I’ve also realized as I’ve faced these messy parts of my life is that I was missing a vital ingredient for coping with the stress. In keeping myself OK despite everything that was going on around me. That it is possible to go through the mess without having to spend time and energy in recovering your mental and emotional self when it’s done.
That realization is what made me my first client. Figuring out how I could not just survive stress and change, but be able to thrive in it somehow. And that brings me to my other point.
Daily Intentional Effort
Hopefully, the messes in your life are few and far between. And that gives lots of time for focusing on living your best life. The way in which you respond to stress and your ability to make good decisions that either avoid the mess or help you to navigate through it in the best way possible, are both end results of your daily practices and how you live your life everyday.
Some of those daily practices are the ones that you’ll hear in every self-help book or blog (including this one) like taking care of your body with exercise and good food, meditating, and other self-care. But that’s not what I’m talking about today.
What I am talking about is the other parts of daily intentional effort. The ways in which you show up in your life every single day. The way you live that either leads you closer to the life you want to be living…or leads you further away from it.
Clarify Your Values
Values are loosely defined as your principles or standards of behavior.

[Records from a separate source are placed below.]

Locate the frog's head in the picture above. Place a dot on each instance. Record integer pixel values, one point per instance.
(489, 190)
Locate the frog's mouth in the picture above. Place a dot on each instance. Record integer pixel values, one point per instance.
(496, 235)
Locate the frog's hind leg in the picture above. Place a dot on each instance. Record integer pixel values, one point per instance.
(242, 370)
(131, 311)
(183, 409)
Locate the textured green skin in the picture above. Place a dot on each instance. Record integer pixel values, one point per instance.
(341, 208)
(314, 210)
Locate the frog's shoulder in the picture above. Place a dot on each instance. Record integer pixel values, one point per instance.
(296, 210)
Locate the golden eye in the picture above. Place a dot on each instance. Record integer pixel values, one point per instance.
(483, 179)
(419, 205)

Most of us haven’t ever taken the time to really consider what our values are or how those values impact the way you live and the way you expect the world to operate.

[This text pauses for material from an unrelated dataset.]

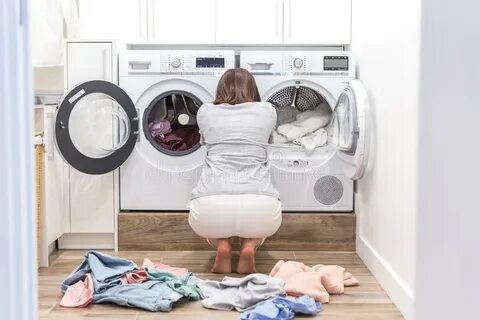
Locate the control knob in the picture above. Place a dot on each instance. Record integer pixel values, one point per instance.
(176, 63)
(298, 63)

But being clear about your values and making life choices that are aligned with those values is critical. When you live your life in alignment with your core values, you make choices and take action that are true to who you are and what you want for your life. When you are out of alignment with your core values, you can end up making choices that lead you in the opposite direction.

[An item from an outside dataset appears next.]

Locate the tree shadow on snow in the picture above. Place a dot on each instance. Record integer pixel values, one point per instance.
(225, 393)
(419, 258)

Be Impeccable With Your Word
I cannot stress how important this practice is. Choosing your words carefully, meaning the words you say, and always opting for the kindest choice of words to use (and by kind, I mean to be generous and considerate). And that includes the little voice inside your head. In fact, it’s important to start with the little voice inside your head.
When you are impeccable with your word with yourself, your self-confidence grows because you are kinder to yourself and build self- trust. You know that when you make a commitment to yourself you will honor it.
When you are impeccable with your word with others, you strengthen relationships, build trust and commitment, and open up new opportunity for yourself.
Give Your Best To Everything You Do
At my daughter’s school, they say affirmations together every morning. One of the affirmations is “I give my best to the work I do.”
It’s not “I’m perfect in everything I do.” No one expects you to be perfect. It’s “I give my best to the work I do.”
I choose to give my best to the work I do. I choose to give my best to everything I do. At the end of every day, I want to be able to say that I gave my best to every moment of the day. That I showed up fully. That I did what my heart had passion for. What brought me joy and pleasure.
When you give your best to everything you do, it means showing up and being fully present. In every moment. It means acting from your fullest self. It means giving your full effort to everything you do. In short, it means living every moment of your life to the fullest.
That’s the Secret Formula
Clarify your values, be impeccable with your word, give your best to everything you do. Making daily intentional effort in these 3 ways gives you a strong and solid foundation to come back to. No matter what life throws at you, you always have a strong core inside of you that you can stay connected with in the midst of chaos. And that you can come back to when you find yourself off course.
That’s what I learned for myself, back when I was my first client.